Travel Weekly’s Jeri Clausing is on an India trip that will take her to Mumbai, Jaipur, Agra and Delhi. Her fourth and final dispatch follows.
NEW DELHI — This was our final stop, the city many refer to as the Washington of India.
Driving in, this Delhi did seem to be more of what I expected to see in India’s large cities. Although Mumbai is the financial capital of the country, it is much poorer, with some 55% of its population living the slums.
The Oberoi New Dehli is in an affluent section of Dehli called Golf Links, overlooking a golf course near the embassies and homes of the bureaucrats and the wealthy.
Unfortunately, I was the latest traveler in our group to get hit with "Dehli Belly" not long after our arrival, so I had to skip most of the sightseeing.
I was disappointed that this was the day I would miss, as wandering the streets of new cities if often more interesting to me than museums and monuments.

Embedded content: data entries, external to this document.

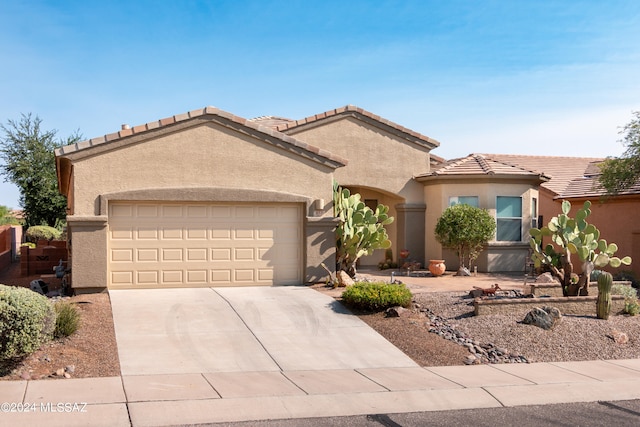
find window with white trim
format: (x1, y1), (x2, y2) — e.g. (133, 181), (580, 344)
(496, 196), (522, 242)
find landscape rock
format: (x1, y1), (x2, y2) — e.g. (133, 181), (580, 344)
(611, 329), (629, 344)
(384, 306), (411, 317)
(469, 289), (482, 298)
(536, 273), (560, 283)
(420, 307), (529, 365)
(336, 270), (355, 288)
(522, 307), (562, 330)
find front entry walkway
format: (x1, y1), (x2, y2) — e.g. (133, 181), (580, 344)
(110, 287), (417, 376)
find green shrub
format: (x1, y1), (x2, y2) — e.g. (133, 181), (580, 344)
(0, 285), (55, 360)
(25, 225), (62, 241)
(53, 301), (80, 338)
(613, 270), (640, 288)
(611, 284), (640, 316)
(342, 282), (412, 311)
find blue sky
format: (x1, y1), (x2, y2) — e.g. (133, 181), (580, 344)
(0, 0), (640, 207)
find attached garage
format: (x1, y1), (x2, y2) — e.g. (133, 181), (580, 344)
(56, 107), (346, 293)
(108, 202), (303, 289)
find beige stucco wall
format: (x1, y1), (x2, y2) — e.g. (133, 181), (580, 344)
(62, 122), (335, 288)
(424, 178), (539, 271)
(73, 123), (332, 216)
(287, 116), (430, 267)
(543, 195), (640, 278)
(288, 117), (430, 203)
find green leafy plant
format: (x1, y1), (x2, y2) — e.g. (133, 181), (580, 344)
(435, 204), (496, 274)
(613, 270), (640, 288)
(342, 282), (412, 311)
(25, 225), (62, 241)
(333, 182), (393, 277)
(53, 301), (80, 338)
(0, 113), (82, 226)
(611, 284), (640, 316)
(530, 200), (631, 296)
(0, 285), (55, 361)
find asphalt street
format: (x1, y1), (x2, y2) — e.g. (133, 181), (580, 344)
(200, 400), (640, 427)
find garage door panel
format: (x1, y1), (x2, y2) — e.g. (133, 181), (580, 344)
(162, 228), (182, 240)
(137, 270), (159, 285)
(136, 248), (158, 262)
(161, 248), (182, 261)
(109, 202), (302, 287)
(162, 270), (183, 285)
(136, 205), (159, 218)
(111, 249), (133, 263)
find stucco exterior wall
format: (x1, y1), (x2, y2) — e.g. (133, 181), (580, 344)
(288, 117), (430, 203)
(424, 178), (539, 272)
(73, 124), (332, 216)
(544, 196), (640, 279)
(62, 122), (335, 289)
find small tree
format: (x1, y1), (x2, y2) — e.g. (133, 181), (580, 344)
(435, 204), (496, 275)
(530, 200), (631, 296)
(599, 111), (640, 194)
(0, 114), (80, 227)
(0, 205), (20, 225)
(333, 182), (393, 277)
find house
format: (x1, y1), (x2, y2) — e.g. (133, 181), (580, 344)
(55, 106), (636, 293)
(56, 106), (438, 292)
(486, 154), (640, 278)
(416, 154), (550, 272)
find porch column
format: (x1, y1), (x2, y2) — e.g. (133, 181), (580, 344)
(304, 217), (340, 283)
(395, 203), (427, 267)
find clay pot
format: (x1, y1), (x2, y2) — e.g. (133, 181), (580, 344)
(429, 259), (447, 276)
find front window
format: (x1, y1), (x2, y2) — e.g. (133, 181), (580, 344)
(449, 196), (480, 208)
(496, 196), (522, 242)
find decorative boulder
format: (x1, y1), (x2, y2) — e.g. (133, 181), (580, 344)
(384, 306), (411, 317)
(609, 329), (629, 344)
(522, 307), (562, 330)
(536, 273), (560, 283)
(336, 270), (355, 288)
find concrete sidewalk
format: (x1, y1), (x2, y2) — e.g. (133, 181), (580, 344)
(0, 359), (640, 427)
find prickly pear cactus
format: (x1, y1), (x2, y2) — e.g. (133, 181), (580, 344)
(530, 200), (631, 296)
(333, 182), (393, 277)
(596, 271), (613, 320)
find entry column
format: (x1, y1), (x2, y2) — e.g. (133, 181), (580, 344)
(395, 203), (427, 267)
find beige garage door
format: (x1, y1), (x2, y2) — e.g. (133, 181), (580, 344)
(108, 202), (302, 289)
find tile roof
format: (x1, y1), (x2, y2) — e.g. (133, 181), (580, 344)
(484, 154), (603, 195)
(249, 116), (292, 129)
(55, 107), (347, 167)
(417, 154), (549, 181)
(274, 105), (440, 150)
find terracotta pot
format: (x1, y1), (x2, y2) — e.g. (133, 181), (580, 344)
(429, 259), (447, 276)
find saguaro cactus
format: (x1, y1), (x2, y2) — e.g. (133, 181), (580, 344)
(530, 200), (631, 296)
(333, 182), (393, 277)
(596, 271), (613, 320)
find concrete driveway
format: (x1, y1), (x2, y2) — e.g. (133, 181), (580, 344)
(109, 286), (417, 375)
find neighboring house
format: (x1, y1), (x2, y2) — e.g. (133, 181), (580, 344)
(56, 106), (640, 292)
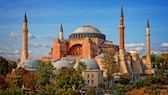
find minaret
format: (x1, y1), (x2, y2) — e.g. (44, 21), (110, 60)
(20, 13), (28, 61)
(146, 18), (151, 69)
(119, 2), (128, 73)
(60, 24), (64, 40)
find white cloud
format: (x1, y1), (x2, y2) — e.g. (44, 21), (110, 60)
(125, 43), (145, 54)
(30, 43), (51, 48)
(160, 43), (168, 48)
(28, 50), (33, 54)
(9, 32), (19, 38)
(125, 43), (145, 48)
(0, 49), (6, 54)
(13, 50), (20, 55)
(28, 33), (37, 39)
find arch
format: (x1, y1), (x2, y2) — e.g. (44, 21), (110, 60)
(68, 44), (82, 55)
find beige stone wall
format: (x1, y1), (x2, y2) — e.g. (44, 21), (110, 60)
(83, 70), (102, 88)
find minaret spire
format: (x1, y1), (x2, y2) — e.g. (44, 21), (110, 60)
(23, 13), (27, 22)
(119, 1), (129, 73)
(146, 17), (150, 28)
(20, 13), (29, 61)
(146, 17), (151, 69)
(120, 0), (124, 18)
(60, 24), (64, 40)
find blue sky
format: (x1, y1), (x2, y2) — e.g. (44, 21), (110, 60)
(0, 0), (168, 60)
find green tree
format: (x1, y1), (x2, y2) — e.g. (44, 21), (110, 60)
(55, 67), (84, 90)
(0, 56), (8, 75)
(161, 53), (168, 64)
(86, 87), (96, 95)
(119, 74), (131, 85)
(22, 71), (39, 95)
(115, 83), (127, 95)
(102, 52), (119, 88)
(36, 62), (54, 86)
(155, 56), (164, 69)
(135, 80), (144, 89)
(148, 86), (160, 95)
(0, 74), (7, 90)
(77, 62), (86, 74)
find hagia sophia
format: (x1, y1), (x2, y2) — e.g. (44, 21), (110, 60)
(18, 2), (155, 87)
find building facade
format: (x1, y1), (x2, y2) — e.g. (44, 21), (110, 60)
(49, 24), (119, 60)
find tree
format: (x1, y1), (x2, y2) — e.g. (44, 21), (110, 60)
(0, 74), (7, 90)
(86, 87), (96, 95)
(148, 86), (160, 95)
(8, 60), (17, 72)
(102, 52), (118, 88)
(0, 56), (8, 75)
(115, 83), (128, 95)
(161, 53), (168, 64)
(22, 71), (39, 95)
(77, 62), (86, 74)
(37, 62), (54, 86)
(155, 56), (164, 69)
(119, 74), (131, 85)
(55, 67), (84, 90)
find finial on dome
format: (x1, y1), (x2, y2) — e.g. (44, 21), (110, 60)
(86, 22), (89, 26)
(120, 0), (124, 18)
(146, 16), (150, 28)
(23, 12), (27, 22)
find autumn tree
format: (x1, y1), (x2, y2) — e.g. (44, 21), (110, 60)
(161, 53), (168, 65)
(155, 56), (164, 69)
(55, 67), (84, 94)
(119, 74), (131, 85)
(86, 87), (96, 95)
(77, 62), (86, 74)
(102, 52), (118, 88)
(22, 71), (39, 95)
(0, 74), (7, 90)
(5, 69), (27, 95)
(36, 62), (54, 86)
(0, 56), (8, 75)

Abercrombie & Kent had scheduled both, starting with a visit to a tomb of an ancient Mughal emperor, Akbar, then a walking tour of the streets of old Dehli, which dates back 3,000 years.
The tour company enlisted local BBC correspondent Sunil Raman to be our guide, offering the opportunity to discuss not just history but current events.

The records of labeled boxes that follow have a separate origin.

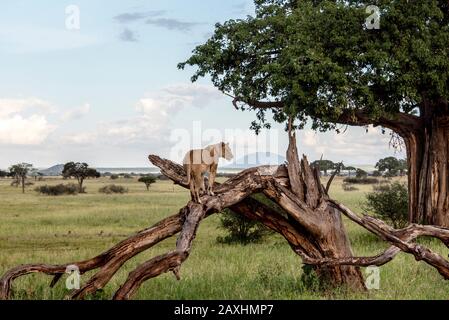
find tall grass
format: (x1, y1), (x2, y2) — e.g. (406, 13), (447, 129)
(0, 178), (449, 299)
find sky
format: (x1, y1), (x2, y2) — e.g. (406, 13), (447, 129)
(0, 0), (404, 169)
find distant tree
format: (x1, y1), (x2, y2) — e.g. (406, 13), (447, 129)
(376, 157), (405, 177)
(138, 175), (156, 190)
(9, 163), (33, 193)
(364, 182), (408, 229)
(62, 162), (101, 193)
(399, 159), (408, 176)
(355, 169), (368, 179)
(312, 160), (337, 176)
(217, 209), (271, 245)
(30, 169), (44, 181)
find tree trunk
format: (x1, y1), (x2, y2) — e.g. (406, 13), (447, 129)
(78, 178), (84, 193)
(404, 116), (449, 227)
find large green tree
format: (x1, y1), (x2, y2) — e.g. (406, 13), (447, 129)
(179, 0), (449, 226)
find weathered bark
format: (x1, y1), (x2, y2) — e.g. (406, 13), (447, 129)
(298, 201), (449, 280)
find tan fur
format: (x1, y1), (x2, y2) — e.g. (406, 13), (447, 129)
(183, 142), (234, 203)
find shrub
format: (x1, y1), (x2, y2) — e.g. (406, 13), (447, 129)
(138, 175), (156, 190)
(343, 177), (379, 184)
(343, 183), (359, 191)
(217, 209), (270, 245)
(355, 169), (368, 179)
(364, 182), (408, 228)
(35, 183), (80, 196)
(98, 184), (128, 194)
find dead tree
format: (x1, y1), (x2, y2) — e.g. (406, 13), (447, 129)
(0, 138), (449, 300)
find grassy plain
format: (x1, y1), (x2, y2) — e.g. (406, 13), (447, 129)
(0, 178), (449, 299)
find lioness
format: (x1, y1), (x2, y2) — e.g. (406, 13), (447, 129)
(183, 142), (234, 203)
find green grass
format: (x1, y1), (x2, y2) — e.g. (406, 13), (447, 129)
(0, 178), (449, 299)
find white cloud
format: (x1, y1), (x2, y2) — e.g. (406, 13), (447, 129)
(62, 103), (90, 121)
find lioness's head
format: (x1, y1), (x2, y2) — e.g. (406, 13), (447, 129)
(221, 142), (234, 161)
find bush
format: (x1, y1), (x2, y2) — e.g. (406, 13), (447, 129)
(364, 182), (408, 229)
(343, 177), (379, 184)
(34, 183), (80, 196)
(98, 184), (128, 194)
(217, 209), (270, 245)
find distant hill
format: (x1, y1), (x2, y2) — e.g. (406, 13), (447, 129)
(39, 164), (64, 177)
(225, 152), (287, 169)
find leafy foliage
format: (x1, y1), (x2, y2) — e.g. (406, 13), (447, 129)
(343, 176), (380, 184)
(365, 182), (408, 228)
(376, 157), (407, 177)
(62, 162), (101, 193)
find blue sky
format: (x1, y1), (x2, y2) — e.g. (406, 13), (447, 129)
(0, 0), (402, 168)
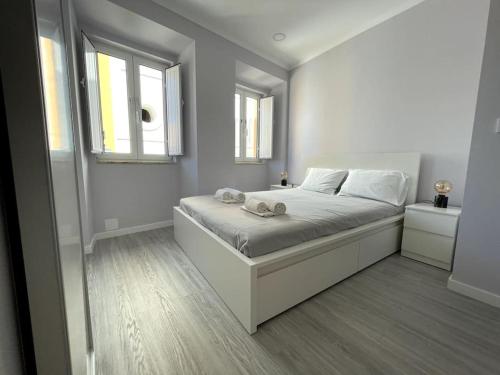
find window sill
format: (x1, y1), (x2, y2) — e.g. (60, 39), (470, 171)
(234, 160), (266, 165)
(96, 158), (176, 164)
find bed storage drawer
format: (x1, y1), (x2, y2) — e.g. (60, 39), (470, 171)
(257, 242), (359, 323)
(358, 225), (403, 270)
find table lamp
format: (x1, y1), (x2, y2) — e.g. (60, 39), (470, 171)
(434, 180), (453, 208)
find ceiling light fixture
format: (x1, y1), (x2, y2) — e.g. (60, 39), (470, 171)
(273, 33), (286, 42)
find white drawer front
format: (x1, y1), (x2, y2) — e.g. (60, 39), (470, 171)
(404, 210), (458, 237)
(401, 228), (455, 263)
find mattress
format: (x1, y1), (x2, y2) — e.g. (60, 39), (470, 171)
(180, 188), (404, 258)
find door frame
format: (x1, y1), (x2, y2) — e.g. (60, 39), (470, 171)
(0, 0), (71, 375)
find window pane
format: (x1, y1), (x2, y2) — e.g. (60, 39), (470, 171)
(97, 53), (130, 154)
(246, 97), (258, 158)
(139, 65), (165, 155)
(234, 94), (241, 158)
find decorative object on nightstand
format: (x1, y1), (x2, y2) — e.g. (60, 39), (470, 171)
(401, 203), (461, 271)
(270, 184), (293, 190)
(434, 180), (453, 208)
(281, 171), (288, 186)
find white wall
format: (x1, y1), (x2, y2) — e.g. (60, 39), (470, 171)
(90, 162), (179, 233)
(267, 82), (288, 184)
(289, 0), (489, 204)
(79, 0), (288, 238)
(453, 0), (500, 307)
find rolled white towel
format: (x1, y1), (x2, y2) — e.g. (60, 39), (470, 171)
(264, 200), (286, 215)
(224, 188), (245, 203)
(245, 199), (270, 214)
(214, 189), (233, 201)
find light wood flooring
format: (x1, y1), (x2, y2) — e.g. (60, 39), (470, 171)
(87, 228), (500, 375)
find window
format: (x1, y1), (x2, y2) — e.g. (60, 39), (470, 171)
(234, 88), (273, 162)
(83, 35), (182, 161)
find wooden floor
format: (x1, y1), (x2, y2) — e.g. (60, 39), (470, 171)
(88, 228), (500, 375)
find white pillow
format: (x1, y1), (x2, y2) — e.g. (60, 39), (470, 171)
(300, 168), (347, 194)
(339, 169), (409, 206)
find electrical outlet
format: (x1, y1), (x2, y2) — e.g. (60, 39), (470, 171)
(104, 218), (119, 231)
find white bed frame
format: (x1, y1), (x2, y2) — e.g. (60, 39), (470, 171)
(174, 153), (420, 334)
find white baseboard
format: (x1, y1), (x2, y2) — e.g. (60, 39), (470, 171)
(448, 275), (500, 307)
(85, 220), (174, 254)
(85, 235), (95, 254)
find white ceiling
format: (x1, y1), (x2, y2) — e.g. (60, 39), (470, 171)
(153, 0), (424, 68)
(235, 60), (283, 91)
(75, 0), (192, 59)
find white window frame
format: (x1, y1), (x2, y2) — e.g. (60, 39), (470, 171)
(233, 87), (263, 164)
(93, 41), (175, 163)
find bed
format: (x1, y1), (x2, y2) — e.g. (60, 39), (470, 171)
(174, 153), (420, 333)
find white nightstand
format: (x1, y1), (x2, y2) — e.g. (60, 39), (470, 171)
(271, 184), (293, 190)
(401, 203), (461, 271)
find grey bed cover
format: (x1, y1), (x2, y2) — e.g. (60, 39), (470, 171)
(180, 188), (404, 258)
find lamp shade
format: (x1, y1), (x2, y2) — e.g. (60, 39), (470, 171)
(434, 180), (453, 194)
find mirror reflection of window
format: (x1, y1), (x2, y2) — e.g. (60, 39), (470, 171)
(40, 31), (70, 151)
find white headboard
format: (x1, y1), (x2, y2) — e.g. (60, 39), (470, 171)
(302, 152), (420, 205)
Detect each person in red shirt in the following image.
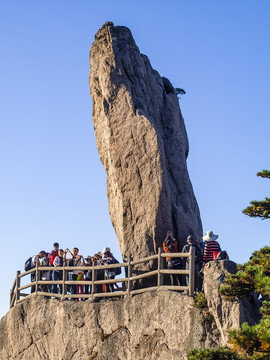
[163,231,181,286]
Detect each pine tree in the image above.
[243,170,270,220]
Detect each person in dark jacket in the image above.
[182,235,203,291]
[163,231,181,286]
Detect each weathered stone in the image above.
[89,23,202,259]
[0,261,258,360]
[0,291,219,360]
[203,260,260,343]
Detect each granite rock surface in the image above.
[89,23,202,259]
[0,261,260,360]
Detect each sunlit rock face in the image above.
[89,23,202,259]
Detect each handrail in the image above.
[10,246,195,308]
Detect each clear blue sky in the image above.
[0,0,270,316]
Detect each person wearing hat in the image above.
[102,247,115,292]
[163,230,181,286]
[92,251,105,294]
[84,255,93,294]
[182,235,203,291]
[203,231,221,265]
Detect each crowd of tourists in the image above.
[25,242,121,294]
[163,231,229,291]
[25,231,228,294]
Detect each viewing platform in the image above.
[10,246,195,308]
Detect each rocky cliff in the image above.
[89,23,202,259]
[0,261,260,360]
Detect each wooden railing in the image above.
[10,246,195,308]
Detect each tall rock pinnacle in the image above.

The British built New Delhi, inaugurating it in 1931. It now has some 15 million residents (Mumbai has 18-20 million), and has just opened the first leg of an extensive subway system that should cover most of the city by October.

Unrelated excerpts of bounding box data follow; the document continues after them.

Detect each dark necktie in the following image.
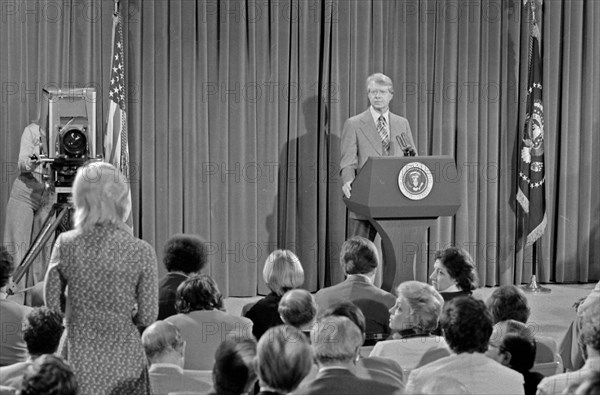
[377,115,390,153]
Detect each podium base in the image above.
[521,274,552,294]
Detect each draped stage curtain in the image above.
[0,0,600,296]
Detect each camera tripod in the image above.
[7,202,72,295]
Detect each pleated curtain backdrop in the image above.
[0,0,600,296]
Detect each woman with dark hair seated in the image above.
[429,247,477,301]
[165,274,252,370]
[370,281,447,374]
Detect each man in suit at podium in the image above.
[340,73,416,241]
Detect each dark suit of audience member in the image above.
[0,307,64,390]
[256,325,313,395]
[315,236,396,344]
[298,316,402,395]
[142,321,211,395]
[340,73,416,241]
[245,250,304,339]
[165,274,252,370]
[406,296,525,395]
[211,339,257,395]
[158,234,207,320]
[0,246,31,366]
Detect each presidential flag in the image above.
[517,0,546,246]
[104,12,131,225]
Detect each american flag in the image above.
[517,0,547,246]
[104,12,131,224]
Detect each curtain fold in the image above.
[0,0,600,296]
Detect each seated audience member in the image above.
[21,354,77,395]
[299,316,402,395]
[142,321,211,395]
[165,274,252,370]
[256,325,312,395]
[429,247,477,301]
[486,329,544,395]
[486,285,558,362]
[315,236,396,345]
[211,339,257,395]
[421,375,471,395]
[573,372,600,395]
[298,302,404,393]
[245,250,304,339]
[371,281,449,372]
[0,307,64,389]
[0,246,31,366]
[158,234,207,320]
[558,281,600,370]
[277,289,317,338]
[406,296,524,394]
[537,300,600,395]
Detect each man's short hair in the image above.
[499,333,536,373]
[263,250,304,296]
[142,321,185,362]
[311,316,364,363]
[163,234,207,274]
[440,296,493,354]
[213,338,257,394]
[340,236,379,274]
[23,307,64,356]
[367,73,394,95]
[434,247,478,292]
[487,285,531,324]
[257,325,313,394]
[277,289,317,329]
[175,274,223,314]
[21,354,77,395]
[321,301,367,335]
[0,246,15,288]
[396,281,444,332]
[579,300,600,351]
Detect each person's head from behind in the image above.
[175,274,223,314]
[142,321,185,368]
[256,325,313,394]
[263,250,304,296]
[440,296,492,354]
[429,247,477,292]
[73,162,131,229]
[485,320,534,365]
[578,300,600,358]
[367,73,394,113]
[0,246,15,288]
[277,289,317,330]
[163,234,207,274]
[213,338,257,395]
[340,236,379,275]
[23,307,64,359]
[311,316,364,366]
[320,301,367,337]
[486,285,530,324]
[390,281,444,333]
[498,333,536,373]
[21,354,77,395]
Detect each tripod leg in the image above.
[8,206,69,295]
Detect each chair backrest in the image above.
[531,361,563,377]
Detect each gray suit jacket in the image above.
[149,365,212,395]
[340,108,416,219]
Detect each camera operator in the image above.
[4,115,54,306]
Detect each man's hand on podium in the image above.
[342,181,352,199]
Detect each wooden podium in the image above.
[344,156,461,291]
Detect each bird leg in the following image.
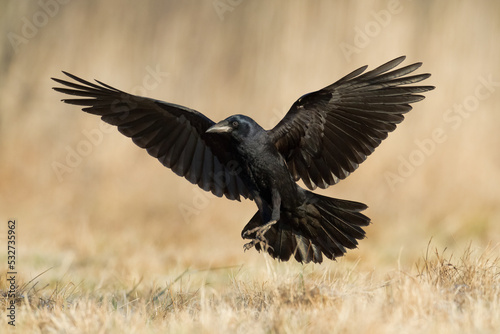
[243,188,281,251]
[243,220,277,251]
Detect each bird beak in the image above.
[206,121,233,133]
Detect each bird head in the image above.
[206,115,263,141]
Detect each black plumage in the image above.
[53,56,434,262]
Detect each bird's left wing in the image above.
[268,56,434,189]
[52,72,251,200]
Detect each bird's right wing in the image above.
[52,72,251,200]
[268,56,434,189]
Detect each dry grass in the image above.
[0,0,500,333]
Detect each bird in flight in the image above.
[52,56,434,263]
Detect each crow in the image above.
[52,56,434,263]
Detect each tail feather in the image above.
[242,191,370,263]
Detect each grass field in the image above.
[0,0,500,333]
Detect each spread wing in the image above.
[268,56,434,189]
[52,72,250,200]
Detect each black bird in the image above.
[53,56,434,263]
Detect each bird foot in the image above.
[243,220,276,251]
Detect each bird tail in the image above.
[242,191,370,263]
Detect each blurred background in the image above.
[0,0,500,279]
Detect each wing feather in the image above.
[53,72,250,200]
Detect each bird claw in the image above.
[243,220,276,252]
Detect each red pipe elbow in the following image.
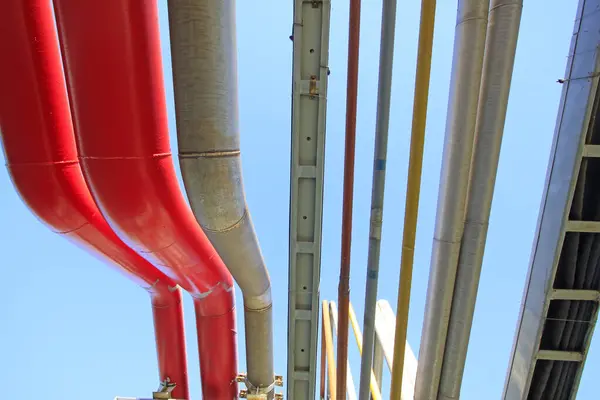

Although I did make a brief excursion to a shopping market (the only one I visited in India without aggressive hawkers and beggars) upon arrival, my sightseeing was mostly limited to the hotel.
Still, if you’re going to be sick, it is definitely a nice hotel to be stuck in. With 24-hour butlers, it was easy to get some ginger ale in the middle of the night.
Although the Oberoi New Delhi is one of the oldest in the brand’s portfolio (built in the 1960s), it was renovated about five years ago and offers all the luxury amenities and freshness of the just-reopened Mumbai property.
As are many hotels in this part of the world, it is also an eating and shopping destination for locals. A small shopping center houses some of the world's top designers' stores as well as some of the city's most popular restaurants.